In 2020 I quit two things: booze and Facebook*. It’s unclear which has a more destructive potential, but both were excellent things to leave in the past. The lockdown had me spending too much time online, getting into dumb spats that don’t matter with people that don’t matter. Then Cal Newport’s Digital Minimalism found me at the right time.
Now I just don’t engage. It takes ongoing effort to realize when something I’m choosing to read or watch is simply bad for my mood and to disengage and move on. I don’t always succeed, but when I do, it’s always worth it.
Today’s encouragement to do the same comes from Rebecca Solnit in Lithub. It’s funny and on-the-nose:
Nothing exists but social media. No one does anything offline. So the entire measure of someone’s commitment is how much they post about their commitment. Never mind if the noble cause is their day job, the thing they donate to extensively, the volunteer work they do; only the racket made online matters. Let the beginning and the end of thy commitment be the noise you make about that commitment (and others’ lack of commitment), and make it loud.

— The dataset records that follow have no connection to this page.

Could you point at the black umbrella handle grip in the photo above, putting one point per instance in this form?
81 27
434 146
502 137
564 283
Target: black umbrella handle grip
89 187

One of my principles on this site is to stay positive, to not say mean things, to move on from things I dislike or disagree with rather than post about them**. It’s been excellent for my mental health, family life and I don’t have any post-posting remorse.
*I still have a Facebook account but I deleted it from my phone, and check in maybe once a week from my laptop. My personal instagram still posts to it so people can see photos of my kid and dogs and whatever.
**I don’t always succeed. Sometimes a book bait-and-switches me too hard and I vent. That’s allowed. My house, my rules.